How is it that the guy who wrote Batman Forever, Batman & Robin and Lost in Space could also write A Beautiful Mind? I don’t know but that’s exactly what Akiva Goldsman did. Somehow, someway (probably with the help of Howard or the author of the book it’s based on), Goldsman wrote what is one of the best stories ever written for the movies. The way he was able to incorporate a bunch of different genres into a character study (which spans about 40 years of mathematician John Nash’s life, exploring his college years, his marriage and his Nobel Peace Prize-winning days) while dealing with mental illness and paranoia is a high achievement. And the best part about it is that while it’s a movie everyone can enjoy it also doesn’t take a by-the-numbers approach. It’s a movie that can be watched over and over again because the story is so engaging and always keeps you on your toes and the “twist” is implemented so well and so naturally that it’s kind of easy to forget it’s a “twist” at all. It’s just a truly remarkable story about a truly remarkable person that needs to be watched by anyone and everyone.

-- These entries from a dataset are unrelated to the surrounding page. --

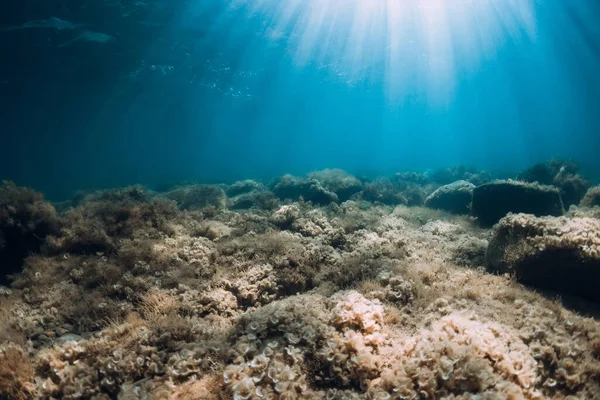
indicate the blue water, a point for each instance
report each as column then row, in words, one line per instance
column 215, row 90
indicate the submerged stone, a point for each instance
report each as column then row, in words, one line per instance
column 591, row 198
column 494, row 200
column 455, row 197
column 290, row 187
column 561, row 254
column 339, row 182
column 197, row 197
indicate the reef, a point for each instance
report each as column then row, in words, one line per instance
column 494, row 200
column 325, row 286
column 455, row 197
column 556, row 253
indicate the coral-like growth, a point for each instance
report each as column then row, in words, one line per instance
column 591, row 198
column 25, row 221
column 133, row 297
column 16, row 373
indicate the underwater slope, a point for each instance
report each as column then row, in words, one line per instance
column 232, row 291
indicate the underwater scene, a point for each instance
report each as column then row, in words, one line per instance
column 300, row 199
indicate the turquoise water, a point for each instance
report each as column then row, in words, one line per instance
column 104, row 94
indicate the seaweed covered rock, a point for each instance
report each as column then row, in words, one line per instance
column 130, row 193
column 562, row 254
column 198, row 197
column 338, row 181
column 563, row 174
column 293, row 188
column 384, row 191
column 248, row 194
column 25, row 221
column 591, row 198
column 455, row 198
column 495, row 200
column 457, row 173
column 243, row 187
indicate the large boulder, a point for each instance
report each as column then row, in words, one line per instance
column 591, row 198
column 292, row 188
column 495, row 200
column 560, row 173
column 243, row 187
column 562, row 254
column 455, row 197
column 337, row 181
column 197, row 197
column 384, row 191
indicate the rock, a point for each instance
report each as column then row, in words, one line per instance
column 383, row 190
column 458, row 172
column 197, row 197
column 591, row 198
column 455, row 198
column 290, row 187
column 243, row 187
column 339, row 182
column 560, row 173
column 69, row 337
column 68, row 327
column 61, row 331
column 561, row 254
column 264, row 200
column 493, row 201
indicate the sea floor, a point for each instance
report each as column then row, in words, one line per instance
column 184, row 295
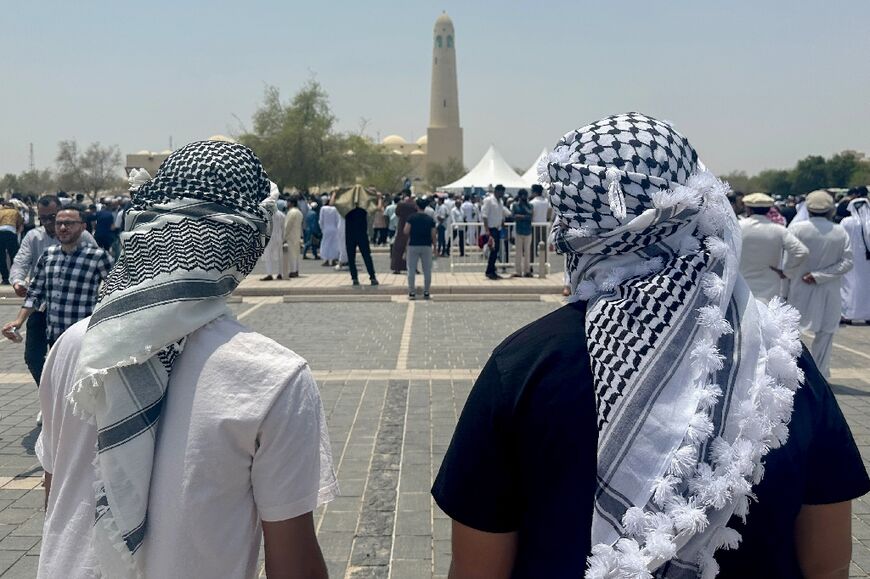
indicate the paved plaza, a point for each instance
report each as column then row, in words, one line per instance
column 394, row 376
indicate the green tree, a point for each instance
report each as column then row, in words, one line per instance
column 776, row 182
column 841, row 166
column 371, row 164
column 91, row 172
column 295, row 141
column 8, row 184
column 438, row 175
column 36, row 182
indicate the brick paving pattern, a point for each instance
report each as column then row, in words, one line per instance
column 389, row 427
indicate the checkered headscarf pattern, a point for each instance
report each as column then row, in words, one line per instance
column 194, row 231
column 218, row 171
column 624, row 330
column 643, row 154
column 652, row 244
column 68, row 285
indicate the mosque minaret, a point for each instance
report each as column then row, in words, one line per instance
column 444, row 135
column 443, row 138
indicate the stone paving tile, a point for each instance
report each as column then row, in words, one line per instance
column 335, row 336
column 463, row 335
column 388, row 434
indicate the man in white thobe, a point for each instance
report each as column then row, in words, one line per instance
column 770, row 253
column 815, row 290
column 329, row 222
column 856, row 283
column 293, row 238
column 273, row 255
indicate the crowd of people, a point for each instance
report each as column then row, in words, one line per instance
column 798, row 251
column 629, row 433
column 334, row 237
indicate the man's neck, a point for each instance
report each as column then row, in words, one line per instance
column 70, row 247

From the supporting roles to the leads, A Beautiful Mind is filled with tremendous performances — but Russell Crowe and Jennifer Connelly are by far the standouts and their chemistry together is insanely good. Crowe is magnificent, earning an Oscar nomination for his portrayal of Nash. The way Crowe is able to bring to life the troubled genius is truly remarkable, bringing fragility and sensitivity to his already brooding intensity from his college years all the way through to his retirement. It’s easily one of the best performances he’s ever given. And Connelly isn’t too far behind, winning the Oscar for her role as Alicia, Nash’s wife. She is the heart to Nash’s mind, always loving on him and giving him hope as he struggles to deal with his demons. Connelly’s emotional depth is quite astounding, as she has some scenes and gives some little speeches that can make even a grown man shed a tear or two. While Crowe and Connelly are the standouts, everybody else is also really good, from Ed Harris to Paul Bettany and so on. A Beautiful Mind is just an all-around tremendously-acted movie.
The score for A Beautiful Mind is simply incredible — which is to be expected considering James Horner composed it. The score is everything you want: haunting (particularly those female chants), thrilling, sweeping, emotional and easy-going. It certainly adds a lot to the movie, helping bring out those emotions, and it’s definitely one you can listen to outside of watching the movie (as I’m doing right now). And the original song, “All Love Can Be” by Charlotte Church, is pretty darn good, too.